Sustainable Energy

Last Year’s U.S. Drought Wasn’t Caused by Climate Change

Those advocating limits on greenhouse gases can’t count on the weather to make their argument.

Apr 12, 2013

Last summer, in response to an intense and prolonged drought in the U.S.—the worst, indeed, since 1895—we ran an interview with a climate scientist, Thomas Karl, director of the National Climatic Data Center in Asheville, North Carolina. He said that droughts in general will be exacerbated by climate change, while noting that it’s difficult to link any particular drought to greenhouse gases. “I suspect it will be really difficult to show how much these changing patterns contributed to the drought in the Midwest this year,” he said (see “Is Climate Change to Blame for the Current U.S. Drought?”).

Karl was right about the difficulty of linking a particular event to climate change. A new study from the National Oceanic and Atmospheric Administration provides an assessment of last year’s drought, and concludes that “human-induced climate change” did not play a significant role.

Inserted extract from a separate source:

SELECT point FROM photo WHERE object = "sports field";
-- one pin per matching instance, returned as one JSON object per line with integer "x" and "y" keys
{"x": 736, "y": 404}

It attributes the drought to natural variations, including fewer than normal thunderstorms and a change in the movement of air that redirected moist air from the Gulf of Mexico away from the Midwest, things that can happen without global warming. The report also says that climate models did not predict the drought.

The report concluded that, specifically regarding the impact of global warming on precipitation in the Midwest, “the signal of climate change may be very small compared to the noise of the intrinsic year-to-year variability. Detectability of a global warming signal in the statistics of summertime Great Plains rainfall may thus be very difficult at this time.”

Until the earth warms a lot more than it has already, it’s going to continue to be difficult to read the effects of climate change in the weather. Weather is too variable. There will continue to be very cold weather that will boost the popularity of climate skeptics and very hot or volatile weather—like Hurricane Sandy—that will serve to make global warming seem more plausible. The decision about what to do, or not do, about climate change will ultimately depend on how much people believe climate models’ predictions of a markedly different world in the future that we’ll see only limited—and often ambiguous—evidence of in the present.